Preventing this in the future
- Never store battery packs in a vehicle during summer. Bring them inside at the end of the day.
- Don't leave packs in direct sun on a job site. A closed truck tool box in the shade is fine; a pack sitting on a truck dashboard is not.
- Store at 40–50% charge if you're not using the pack for more than a few weeks. Fully charged packs stored at heat age fastest.
- Keep packs out of insulation, walls, and enclosed spaces. Heat accumulates in confined areas.
FAQ
Is Milwaukee M18 REDLITHIUM batteries waterproof? No. They are weather-resistant, not waterproof. Brief rain exposure on a job site is fine; submerging or leaving in standing water is not.
Can I speed up the cool-down with a fan? Yes. A shop fan blowing across the pack (not on it — don't rapid-chill just one side) is fine and will cut cool-down time roughly in half.

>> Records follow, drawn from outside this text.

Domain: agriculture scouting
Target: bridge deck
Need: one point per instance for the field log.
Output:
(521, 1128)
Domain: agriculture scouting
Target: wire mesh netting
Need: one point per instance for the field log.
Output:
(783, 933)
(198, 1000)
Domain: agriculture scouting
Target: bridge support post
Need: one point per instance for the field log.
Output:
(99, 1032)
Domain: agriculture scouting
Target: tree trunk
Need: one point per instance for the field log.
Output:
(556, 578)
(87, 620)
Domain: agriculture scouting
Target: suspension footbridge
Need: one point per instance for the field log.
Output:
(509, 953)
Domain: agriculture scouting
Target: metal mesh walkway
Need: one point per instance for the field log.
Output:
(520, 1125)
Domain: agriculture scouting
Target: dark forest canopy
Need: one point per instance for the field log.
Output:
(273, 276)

Do not put the pack in a freezer or fridge.
Why does the charger keep blinking red for an hour even though the pack is cool? Two reasons. Either the pack is still warmer internally than it feels on the outside, or there's actually a cell fault. Leave it another hour. If still blinking after 2+ hours at room temperature, test with another pack.

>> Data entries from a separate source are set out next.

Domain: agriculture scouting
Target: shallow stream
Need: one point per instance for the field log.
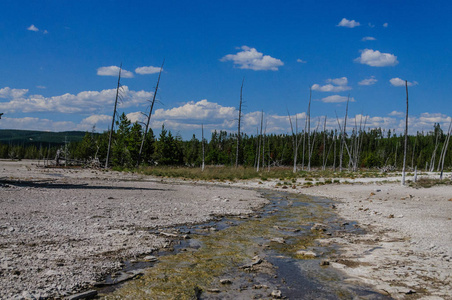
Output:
(254, 257)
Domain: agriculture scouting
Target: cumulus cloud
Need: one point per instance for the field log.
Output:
(347, 23)
(113, 71)
(9, 93)
(250, 58)
(368, 81)
(400, 82)
(33, 28)
(334, 85)
(376, 58)
(31, 123)
(338, 81)
(336, 99)
(147, 70)
(83, 102)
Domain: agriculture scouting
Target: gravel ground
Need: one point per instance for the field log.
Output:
(407, 251)
(63, 230)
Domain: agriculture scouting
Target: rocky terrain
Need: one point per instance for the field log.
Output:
(61, 230)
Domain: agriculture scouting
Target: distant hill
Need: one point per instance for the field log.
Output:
(26, 137)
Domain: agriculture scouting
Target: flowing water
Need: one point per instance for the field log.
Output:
(251, 258)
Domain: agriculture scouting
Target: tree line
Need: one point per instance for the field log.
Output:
(321, 149)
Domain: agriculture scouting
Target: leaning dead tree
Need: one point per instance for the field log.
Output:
(203, 151)
(113, 119)
(343, 135)
(149, 115)
(238, 127)
(260, 142)
(308, 121)
(406, 135)
(444, 151)
(296, 140)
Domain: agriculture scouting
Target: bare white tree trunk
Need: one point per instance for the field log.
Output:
(203, 151)
(238, 128)
(444, 151)
(113, 118)
(149, 116)
(406, 135)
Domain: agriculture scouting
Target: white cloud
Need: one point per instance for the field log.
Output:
(250, 58)
(99, 121)
(395, 113)
(31, 123)
(376, 58)
(338, 81)
(368, 81)
(336, 99)
(147, 70)
(334, 85)
(113, 71)
(12, 93)
(83, 102)
(347, 23)
(33, 28)
(400, 82)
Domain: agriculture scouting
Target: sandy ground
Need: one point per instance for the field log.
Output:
(407, 251)
(64, 229)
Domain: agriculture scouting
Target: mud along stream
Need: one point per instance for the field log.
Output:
(275, 253)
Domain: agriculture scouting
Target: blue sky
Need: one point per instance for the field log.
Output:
(59, 62)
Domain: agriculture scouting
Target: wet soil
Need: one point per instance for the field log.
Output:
(276, 253)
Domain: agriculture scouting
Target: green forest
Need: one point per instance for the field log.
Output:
(327, 149)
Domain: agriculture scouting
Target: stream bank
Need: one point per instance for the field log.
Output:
(277, 253)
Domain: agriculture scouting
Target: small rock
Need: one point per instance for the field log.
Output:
(85, 295)
(319, 226)
(276, 294)
(278, 240)
(150, 258)
(324, 263)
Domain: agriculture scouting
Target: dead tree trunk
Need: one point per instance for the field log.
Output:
(238, 127)
(149, 116)
(444, 151)
(260, 142)
(295, 141)
(309, 129)
(343, 136)
(113, 118)
(324, 144)
(203, 151)
(406, 135)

Does heat damage accumulate? Yes. Every thermal event above 113°F shortens pack life. One afternoon won't kill a pack, but a full summer of hot-truck storage will noticeably reduce runtime over a year or two.

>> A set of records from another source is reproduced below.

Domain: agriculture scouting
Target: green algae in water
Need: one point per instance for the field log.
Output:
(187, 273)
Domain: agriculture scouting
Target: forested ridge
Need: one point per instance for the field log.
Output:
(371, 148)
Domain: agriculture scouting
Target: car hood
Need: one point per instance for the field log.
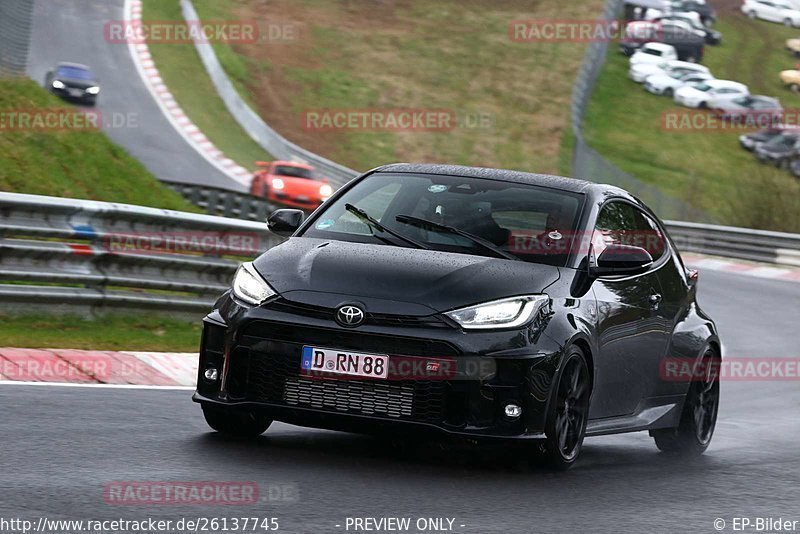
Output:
(394, 280)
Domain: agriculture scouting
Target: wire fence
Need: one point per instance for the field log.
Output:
(16, 20)
(589, 164)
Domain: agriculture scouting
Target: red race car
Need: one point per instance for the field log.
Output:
(290, 183)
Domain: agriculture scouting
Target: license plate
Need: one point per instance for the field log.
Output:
(342, 362)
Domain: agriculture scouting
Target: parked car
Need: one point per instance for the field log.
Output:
(709, 93)
(653, 53)
(692, 18)
(753, 140)
(290, 183)
(688, 42)
(753, 110)
(772, 10)
(640, 72)
(73, 82)
(794, 168)
(791, 79)
(667, 84)
(427, 299)
(779, 150)
(707, 14)
(793, 46)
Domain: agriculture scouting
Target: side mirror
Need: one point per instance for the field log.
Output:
(285, 222)
(621, 260)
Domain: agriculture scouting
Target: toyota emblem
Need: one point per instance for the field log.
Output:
(350, 316)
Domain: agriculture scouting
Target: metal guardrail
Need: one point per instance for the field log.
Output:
(224, 202)
(16, 21)
(110, 256)
(743, 243)
(105, 256)
(252, 123)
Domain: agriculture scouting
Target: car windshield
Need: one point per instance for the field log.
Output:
(781, 141)
(76, 73)
(531, 223)
(294, 172)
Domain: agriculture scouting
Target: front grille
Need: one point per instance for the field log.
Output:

Do all M18 chargers have the same thermal behavior? Mostly. The 48-59-1807 (single-bay), 48-59-1808 / 48-59-1812 (Rapid), and M12/M18 combo chargers all refuse to charge above the BMS's 113°F limit — the limit is in the pack, not the charger. But the 48-59-1808 has more aggressive active cooling and will recover a warm pack faster than the older 48-59-1807.